Contudo, procurei sempre a luz para ilustrar esta parte da minha vida, e agora hei-de vos pôr a par da minha poesia preferida: A escada de cristal.
A ESCADA DE CRISTAL
Filhote, vou dizer-te uma coisa:
A vida para mim não foi uma longa escada de cristal.
Tive pregos,
E estilhaços,
E pranchas desconexas,
E troços sem tapete:
Nus.
Mas sempre
Continuava a subir,
Alcançando um patamar,
Virava numa esquina,
E algumas vezes entrava no escuro
Onde não havia luz.
Por isso, filho, não voltas para trás.
Não te detenhas nos degraus
Porque é cansativo para ti andar.
Não caias, agora:
Porque eu ainda continuo, amor,
Ainda trepo,
A vida para mim não foi uma escada de cristal.
A MISSÃO (PROLOGO)
A missão da nossa heroína é de preservar a sua vida e de encontrar o seu equilíbrio a sua liberdade e independência depois de ter enfrentado todos os seus monstros, que são tantos.
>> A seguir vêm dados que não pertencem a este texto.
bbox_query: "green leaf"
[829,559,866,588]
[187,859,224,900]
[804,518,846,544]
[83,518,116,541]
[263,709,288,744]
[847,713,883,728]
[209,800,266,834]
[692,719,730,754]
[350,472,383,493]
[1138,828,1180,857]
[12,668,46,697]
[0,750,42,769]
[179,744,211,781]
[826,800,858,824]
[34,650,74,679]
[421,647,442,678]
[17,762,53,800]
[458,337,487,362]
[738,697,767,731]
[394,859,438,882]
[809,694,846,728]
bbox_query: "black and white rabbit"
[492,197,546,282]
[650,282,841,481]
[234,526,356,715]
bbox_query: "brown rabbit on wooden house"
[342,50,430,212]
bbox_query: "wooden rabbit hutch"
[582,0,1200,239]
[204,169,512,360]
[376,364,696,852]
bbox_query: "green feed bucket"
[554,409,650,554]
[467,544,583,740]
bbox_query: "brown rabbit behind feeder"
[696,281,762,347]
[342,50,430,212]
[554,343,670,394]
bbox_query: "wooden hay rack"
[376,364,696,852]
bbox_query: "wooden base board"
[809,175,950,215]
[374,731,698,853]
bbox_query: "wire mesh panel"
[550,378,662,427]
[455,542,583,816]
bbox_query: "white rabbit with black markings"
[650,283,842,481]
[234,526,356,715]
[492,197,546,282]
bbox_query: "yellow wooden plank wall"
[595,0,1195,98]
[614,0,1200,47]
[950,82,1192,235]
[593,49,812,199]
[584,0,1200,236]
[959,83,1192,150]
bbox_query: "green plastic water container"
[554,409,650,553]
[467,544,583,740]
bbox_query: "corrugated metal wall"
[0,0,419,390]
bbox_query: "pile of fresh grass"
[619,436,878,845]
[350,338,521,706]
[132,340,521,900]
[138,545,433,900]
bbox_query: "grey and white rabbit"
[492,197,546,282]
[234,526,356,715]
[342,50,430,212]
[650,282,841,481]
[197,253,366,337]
Tantos são os obstáculos internos e externos que tive que enfrentar, que se materializaram e se desmaterializaram nos meus pesadelos, mas sempre procurei a luz, como podem ver na poesia A escada de cristal.
A escada de cristal representa o período de confusão que estou a atravessando e a vontade de realizar-me.
No livro será notável antes uma heroína muito tímida que foge continuamente perante aos próprios monstros; depois começa a combater, se bem que, às vezes, quando a situação é mais perigosa, fuja. No fim dum complicado processo interior, será notável uma prevalência de luta relativamente à fuga.
Nestas passagens falo de uma evolução pessoal de fuga ao ataque, mas tudo isto acontece para preservar-me ou para salvaguardar aquilo que julgo justo.
No livro serei ajudada por alguns e obstruída por outros, mas agora vos deixo ler.
Boa leitura.
1ª PARTE
Sonhadores…
«Só quem sonha pode afastar as montanhas…» citação do filme Fitzcarraldo
1º CAPITULO
«Aponte sempre a lua, mal que vá, terás deambulado entre as estrelas» (Les Brown)
A FUGA
«A vida é uma longa lição de humildade» (James Matthew Barrie)
Estava a correr nas escadas para buscar a chave que nos teria finalmente libertado. Sabia instintivamente que eram cinquenta e cinco degraus para subir e outros cinquenta e cinco para descer. Atrás de mim fechavam-se as portas, os portões e grades antiquíssimos; tudo era escuro e desespero.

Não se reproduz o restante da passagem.